In your example of the river type, a medium dark epoxy joint line would (in my opinion) make the river really pop and accentuate the joints and each strip, giving more flow to the wood. If you still have the form and a bit of time, try and see what you think ... it is a personal choice, but I like to think that those joints are an additional visual opportunity, not just a joint to hide.


Brian
 
Brian:

I get what you're saying about using the glue joint to accent the wood strips. I've never done it, but plan to on my upcoming paddle build. The lazy river stripe I showed earlier is for a cutting board. I stay away from epoxy for cutting boards. I know it's food safe after full cure, just personal preference.

That feather on the football is outstanding. Really getting me excited about my next boat build. That's a ways off. Focusing on paddles now. I was going to do a run of 4 straight, 2 bent. Already have 2 friends found out I was making paddles, they both want one. Guess I should have kept my yap shut.
 
I'm just getting my wood together, and looking at BB paddles, they seem to use basswood quite a bit. Made me wonder why, then I looked at wood density. Quite a range, from slightly lighter than cedar, to quite heavy. I have quite a bit of 8/4 laying around, for carving. One thing led to another, and next thing I know I'm doing density tests on lots of different candidates for my paddle build.

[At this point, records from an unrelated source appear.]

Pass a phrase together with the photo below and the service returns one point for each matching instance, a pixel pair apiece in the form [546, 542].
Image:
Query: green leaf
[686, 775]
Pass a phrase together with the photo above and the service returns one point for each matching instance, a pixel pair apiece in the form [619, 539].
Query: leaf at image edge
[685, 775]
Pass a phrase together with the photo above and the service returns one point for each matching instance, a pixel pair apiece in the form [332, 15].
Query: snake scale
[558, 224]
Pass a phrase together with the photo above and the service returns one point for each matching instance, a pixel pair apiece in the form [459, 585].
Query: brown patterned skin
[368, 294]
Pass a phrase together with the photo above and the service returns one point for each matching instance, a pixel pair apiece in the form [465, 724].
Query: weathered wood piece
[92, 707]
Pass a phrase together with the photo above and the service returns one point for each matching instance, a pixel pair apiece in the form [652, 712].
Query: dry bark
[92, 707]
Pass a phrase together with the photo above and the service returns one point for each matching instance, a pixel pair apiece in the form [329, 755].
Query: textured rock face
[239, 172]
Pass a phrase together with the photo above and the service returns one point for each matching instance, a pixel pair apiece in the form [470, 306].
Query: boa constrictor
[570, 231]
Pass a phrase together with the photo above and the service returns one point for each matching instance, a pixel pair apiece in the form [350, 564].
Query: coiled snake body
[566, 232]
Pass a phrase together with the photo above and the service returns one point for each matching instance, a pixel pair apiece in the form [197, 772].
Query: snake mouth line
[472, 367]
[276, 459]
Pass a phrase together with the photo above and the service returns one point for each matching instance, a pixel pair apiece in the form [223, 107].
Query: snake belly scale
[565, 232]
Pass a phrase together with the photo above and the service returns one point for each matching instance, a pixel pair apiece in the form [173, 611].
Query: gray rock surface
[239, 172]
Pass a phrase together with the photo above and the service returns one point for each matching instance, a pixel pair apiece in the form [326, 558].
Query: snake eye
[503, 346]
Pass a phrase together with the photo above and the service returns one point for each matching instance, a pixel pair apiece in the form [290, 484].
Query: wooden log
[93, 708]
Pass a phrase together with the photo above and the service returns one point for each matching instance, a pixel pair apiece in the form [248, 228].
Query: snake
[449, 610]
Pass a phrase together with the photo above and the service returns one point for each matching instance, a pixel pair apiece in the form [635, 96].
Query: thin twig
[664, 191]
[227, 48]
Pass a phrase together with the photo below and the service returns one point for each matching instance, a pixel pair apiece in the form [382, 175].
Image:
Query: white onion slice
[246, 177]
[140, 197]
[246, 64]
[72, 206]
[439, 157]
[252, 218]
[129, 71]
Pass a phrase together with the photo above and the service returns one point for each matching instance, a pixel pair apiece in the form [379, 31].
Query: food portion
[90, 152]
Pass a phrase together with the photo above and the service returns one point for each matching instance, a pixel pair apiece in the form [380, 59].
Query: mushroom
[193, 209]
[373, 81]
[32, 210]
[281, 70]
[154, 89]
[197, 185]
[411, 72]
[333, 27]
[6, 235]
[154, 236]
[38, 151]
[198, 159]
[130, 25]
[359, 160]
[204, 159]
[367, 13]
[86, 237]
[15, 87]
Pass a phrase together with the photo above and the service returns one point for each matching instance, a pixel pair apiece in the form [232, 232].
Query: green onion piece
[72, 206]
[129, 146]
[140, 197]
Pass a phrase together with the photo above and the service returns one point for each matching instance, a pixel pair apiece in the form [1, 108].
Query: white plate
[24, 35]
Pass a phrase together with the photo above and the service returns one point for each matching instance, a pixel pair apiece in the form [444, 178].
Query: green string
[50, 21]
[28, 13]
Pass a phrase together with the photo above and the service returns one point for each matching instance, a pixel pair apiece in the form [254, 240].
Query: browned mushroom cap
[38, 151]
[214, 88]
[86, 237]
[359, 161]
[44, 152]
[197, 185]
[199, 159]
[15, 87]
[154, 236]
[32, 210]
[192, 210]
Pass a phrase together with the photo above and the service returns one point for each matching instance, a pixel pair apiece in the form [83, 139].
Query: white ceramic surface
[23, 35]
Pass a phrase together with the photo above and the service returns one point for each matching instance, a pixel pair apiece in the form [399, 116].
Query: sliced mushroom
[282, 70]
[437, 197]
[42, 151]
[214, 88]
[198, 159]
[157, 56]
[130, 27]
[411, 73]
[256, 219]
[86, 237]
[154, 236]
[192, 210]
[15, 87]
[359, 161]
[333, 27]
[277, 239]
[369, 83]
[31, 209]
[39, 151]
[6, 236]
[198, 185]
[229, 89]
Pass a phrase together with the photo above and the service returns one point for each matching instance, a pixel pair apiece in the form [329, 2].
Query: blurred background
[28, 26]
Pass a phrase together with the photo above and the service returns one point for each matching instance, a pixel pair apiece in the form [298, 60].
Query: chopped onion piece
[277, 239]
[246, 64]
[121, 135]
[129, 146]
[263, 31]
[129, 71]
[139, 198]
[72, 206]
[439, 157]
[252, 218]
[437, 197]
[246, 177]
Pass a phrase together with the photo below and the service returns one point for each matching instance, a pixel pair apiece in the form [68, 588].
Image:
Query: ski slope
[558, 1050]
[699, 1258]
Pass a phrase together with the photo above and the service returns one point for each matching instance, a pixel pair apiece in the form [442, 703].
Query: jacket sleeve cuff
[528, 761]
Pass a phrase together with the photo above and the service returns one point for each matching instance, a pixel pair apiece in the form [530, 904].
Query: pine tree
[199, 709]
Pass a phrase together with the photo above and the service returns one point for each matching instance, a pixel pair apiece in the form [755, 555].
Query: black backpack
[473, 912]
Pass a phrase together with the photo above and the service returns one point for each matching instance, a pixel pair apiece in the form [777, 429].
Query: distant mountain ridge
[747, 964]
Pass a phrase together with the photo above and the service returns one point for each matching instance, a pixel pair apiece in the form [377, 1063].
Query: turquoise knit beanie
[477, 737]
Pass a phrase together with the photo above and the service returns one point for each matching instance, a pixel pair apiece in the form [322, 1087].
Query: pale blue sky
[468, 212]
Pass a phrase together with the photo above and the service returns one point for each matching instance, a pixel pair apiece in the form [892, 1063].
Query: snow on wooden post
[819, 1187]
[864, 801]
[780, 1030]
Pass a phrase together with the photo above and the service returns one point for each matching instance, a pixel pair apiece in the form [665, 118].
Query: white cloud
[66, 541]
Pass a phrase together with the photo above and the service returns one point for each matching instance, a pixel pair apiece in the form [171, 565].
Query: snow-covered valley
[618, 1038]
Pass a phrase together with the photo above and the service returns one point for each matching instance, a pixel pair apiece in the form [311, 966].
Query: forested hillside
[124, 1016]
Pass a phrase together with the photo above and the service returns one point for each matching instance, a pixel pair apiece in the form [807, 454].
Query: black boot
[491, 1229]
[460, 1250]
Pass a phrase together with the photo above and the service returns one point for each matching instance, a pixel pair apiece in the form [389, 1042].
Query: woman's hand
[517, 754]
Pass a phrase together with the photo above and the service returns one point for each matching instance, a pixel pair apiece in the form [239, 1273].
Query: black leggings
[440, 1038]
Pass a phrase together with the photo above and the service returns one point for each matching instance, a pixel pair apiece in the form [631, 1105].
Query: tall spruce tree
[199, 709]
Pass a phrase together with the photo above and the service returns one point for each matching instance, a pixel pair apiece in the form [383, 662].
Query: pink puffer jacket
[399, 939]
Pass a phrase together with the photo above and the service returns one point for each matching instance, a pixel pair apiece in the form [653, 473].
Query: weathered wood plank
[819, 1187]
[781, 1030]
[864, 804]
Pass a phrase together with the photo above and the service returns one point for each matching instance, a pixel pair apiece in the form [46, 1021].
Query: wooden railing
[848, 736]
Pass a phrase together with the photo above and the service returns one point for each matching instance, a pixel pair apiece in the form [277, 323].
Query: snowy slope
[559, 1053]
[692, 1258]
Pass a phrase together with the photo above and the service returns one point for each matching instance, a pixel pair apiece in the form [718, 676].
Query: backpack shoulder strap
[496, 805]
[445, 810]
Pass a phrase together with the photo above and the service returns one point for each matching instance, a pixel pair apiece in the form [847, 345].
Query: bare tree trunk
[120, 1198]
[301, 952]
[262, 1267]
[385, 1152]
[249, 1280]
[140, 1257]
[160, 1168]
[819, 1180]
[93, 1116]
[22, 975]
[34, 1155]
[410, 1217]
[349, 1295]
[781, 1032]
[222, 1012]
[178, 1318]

Goes back to an old physics experiment I used to do. Certainly only as accurate as your set-up, but in any case, it will give you accurate comparisons from one sample to another.

Basically, cut strips of wood. Size doesn't really matter, only that they have a uniform cross section from one end to the other. I cut mine 1/4 thick, 3/4 wide, 10" long. The 10" length makes calculations easier. Put a strip in a tall container of water, make sure the strip isn't hung up on the side. Mark the water line.
IMG-2560.jpg
Divide length submerged by total length, gives you density in g/cm^3. So, if you use 10" length, you're simply moving the decimal place one to the left. Even if you're not super accurate, you can see which samples have the highest/lowest density. I tested basswood, walnut, cherry, eastern red cedar, 3 samples of western red cedar, and white pine. they are in that order in the picture below, highest to lowest. Unfortunately, my basswood is at the extreme high end of the chart I use.
IMG-2563.jpg
 
Not sure if that is really a valid process Kliff .... it assumes that water is not re occupying (absorbing) into the displacement area. If you weigh those strips before and after immersion I think you will see quite a bit of water was absorbed, throwing the determination out the window.

You might be better off doing it directly by measuring L x W x T to get the volume and then just weighing the wood on a good kitchen scale. Then dividing the weight by volume directly.

Brian
 
Well, I just finished my first paddle build. I was going to be ambitious, and make 4 straight shaft, and 2 bent shaft for myself and my wife. Then people started coming out of the woodwork asking me to make them bent shaft. Rather than say "no" I put bent shafts on hold. I also decided to just make two straight shaft. Nothing fancy, wanted to make sure I was comfortable with the process. Better to mess up two than 4. They're done up to the varnish point. The epoxy needs a couple weeks of cure time. I got really hung up on shaft length. My current paddles are all 5 hours away. Went with 35" & 33". Made one grip about 1/8" smaller than what's comfortable for me. Wife has small hands. Might drop the canoe in a local river that still isn't hard just to try em out.

I pretty much followed this thread, with a few minor tweaks. The center spine is cherry-walnut-cherry. I laminated a blank then ripped it for each side of the spine. I wanted to try this in preparation for bent shaft. I'm thinking do the same thing, just bend the laminations.